Viveca Ellis, a spokesperson for the B.C. Poverty Reduction Coalition (BCPRC) said she has heard from renters across B.C. who are terrified of losing their housing this fall. The BCPRC has called on the B.C. government to extend the eviction moratorium and the temporary rental supplement.
"We should not lift the evictions ban and ensure that nobody during the pandemic, which is still in full force, experiences eviction and homelessness," Ellis said.
Other community groups, including the Vancouver Tenants Union, are demanding rent debt be cancelled all together.
Shad said that if her family's rent debt were cancelled, they would be able to get back on their feet. "It would be a huge, huge, huge relief for us."
Hemingway noted that because landlords in Vancouver have benefited enormously from the runup in rent and property values, they should be required to share the burden of rent debt. He listed potential programs that might disperse the financial losses associated with the pandemic more equitably, including a possible rent cut.
Long term, Hemingway says an investment in publicly owned housing would create jobs and increase stock in permanently affordable public housing.

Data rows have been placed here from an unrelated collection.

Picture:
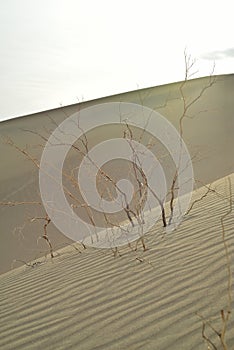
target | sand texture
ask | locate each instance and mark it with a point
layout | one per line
(139, 300)
(168, 297)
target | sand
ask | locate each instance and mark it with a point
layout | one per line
(139, 300)
(208, 135)
(91, 299)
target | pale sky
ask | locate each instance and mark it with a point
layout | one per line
(56, 52)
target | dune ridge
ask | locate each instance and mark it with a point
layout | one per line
(139, 300)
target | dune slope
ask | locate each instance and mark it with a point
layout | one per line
(139, 300)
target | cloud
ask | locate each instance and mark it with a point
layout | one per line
(219, 54)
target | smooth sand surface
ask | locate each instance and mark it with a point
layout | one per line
(208, 135)
(139, 300)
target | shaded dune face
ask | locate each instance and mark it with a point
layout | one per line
(139, 300)
(208, 134)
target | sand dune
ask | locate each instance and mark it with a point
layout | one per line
(139, 300)
(209, 137)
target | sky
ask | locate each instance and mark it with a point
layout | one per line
(58, 52)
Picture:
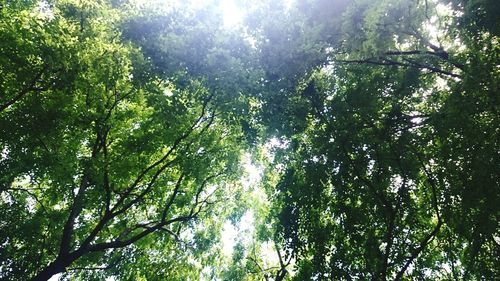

The Red Braid Alliance and the Vancouver Tenants Union are also calling for affordable public housing as part of a universal housing framework. For them, the transformation of housing in Vancouver will have to come from the ground up, through organizing and protest.
"What the pandemic has really made clear is that we are living in an unsustainable system of housing and anytime our human rights come up against the profit motive of a landlord or corporation, then they can be taken away," Gharibnavaz said. "There is an opportunity for us to shift the dynamic of what it means to have housing as a human right. But first, we are going to have to take some radical action to defend ourselves."
For now, Gharibnavaz said housing remains a human right only in theory, which means it is too expensive for many middle and low-income residents to afford, particularly with the acute financial challenges of the pandemic.
Shad thinks she will eventually have to move her family out of the Vancouver area altogether because of the high cost of housing. She wishes that wasn't the case because she sees many benefits to raising her children here. She loves the weather and the community in her Burnaby neighborhood and walking her oldest daughter to her daycare year-round, which she couldn't do in snowy Alberta where her family is from.
"We're happy where we are," she said. "That's the other thing I'm worried about -- that we're going to have to start all over again."
Anika Nykanen is a 22-year-old writer and recent university graduate who has covered housing on both sides of the U.S.-Canadian border.